Inhibition NAT1 and the NAT2 coexistence 60min that is formed on of metabolite is suppressed 28% (Fig. 3 and table 7).When having NAT1 and NAT2 suppressor factor to exist, the 54%N-acetylize is suppressed.
(4) LC/MS/MS quantitative analysis N-acetyl-sulphamethazine and N-ethanoyl-amantadine
N-acetylsulfanilamide diformazan pyrimidine-D is adopted in N-acetyl-sulphamethazine and ethanoyl-amantadine quantitative analysis
4With N-acetyl-D
3-amantadine is interior mark.N-ethanoyl-amantadine correcting range 0.1~200ng/ml, N-acetyl-sulphamethazine correcting range 1~2000ng/ml.The LC/MS/MS quantitative analysis is proofreaied and correct matched curve and is the origin-excluded quadratic regression equation, and all concentration are used the 1/x weighting factor.
N-acetyl-sulphamethazine:
The coefficient of determination: R^2=0.998133
Calibration curve :-1.4497e-007*x^2+0.00454808*x+6.02654e-005
N-ethanoyl-amantadine:
The coefficient of determination: R^2=0.999811
Calibration curve: 2.81933e-006*x^2+0.112015*x+0.00309319
The calibration standard curve of N-acetyl-sulphamethazine and N-ethanoyl-amantadine is respectively Fig. 1, Fig. 2.

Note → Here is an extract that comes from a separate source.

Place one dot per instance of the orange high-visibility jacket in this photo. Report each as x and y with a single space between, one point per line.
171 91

(5) the N-acetylize of rat hepatocytes SSAT positive control
Adopt two positive controls of SSAT substrate in the research: amantadine and spermidine.In rat hepatocytes, add or do not add independent NAT1 specific inhibitor or NAT1 specific inhibitor and NAT2 specific inhibitor and share, or the common specific inhibitor of NAT1 and NAT2, independent respectively assessment N-acetylizing.
NAT1 specific inhibitor methotrexate concentration is 50 μ M.NAT2 specific inhibitor acetaminophen is owing to solubility limit, and concentration is 2144 μ M.The common suppressor factor Quercetin of NAT1 and NAT2 concentration is 480 μ M.N-acetylize metabolite derives from rat hepatocytes and amantadine (267 μ M and 2670 μ M) is hatched altogether in the rat hepatocytes sample, and N-acetyl metabolite amount is too low and fail to detect.Concentrated rat hepatocytes and 267 μ M amantadines are hatched sample and still can not be detected N-ethanoyl-amantadine.And the amantadine residuum does not almost change (Fig. 3 and table 7) when hatching.The result is consistent with BRI No.BIM-2009-001 result of study.In rat urine, be checked through low-level N-acetylize-amantadine in the research in vivo.
Former medicine residuum ratio calculates through following formula:
Acetylized admantadine and former medicine residual quantity that table 7, different initial substrate concentration form
Annotate: lower limit of quantitation=0.1ng/mL
Detected result shows: the N-acetylize metabolite of spermidine forms appearance fast at 0.Quantity was near 14% of the former medicine quantity that adds when hatching finished.Existence does not suppress this acetylization reaction with NAT2 suppressor factor (2144 μ M acetaminophen) because of NAT1 suppressor factor (50 μ M methotrexate).Yet 26% acetylization reaction is suppressed when having NAT1 suppressor factor (50 μ M methotrexate) merely, uses 480 μ M Quercetins also can produce restraining effect, and suppressor factor acts on NAT1 and two paths of NAT2 (Fig. 4, Fig. 5 and table 8).Former medicine is residual not to be changed.Meta-bolites, metabolism suppress, the remaining discordance of former medicine can solve through quantitative analysis.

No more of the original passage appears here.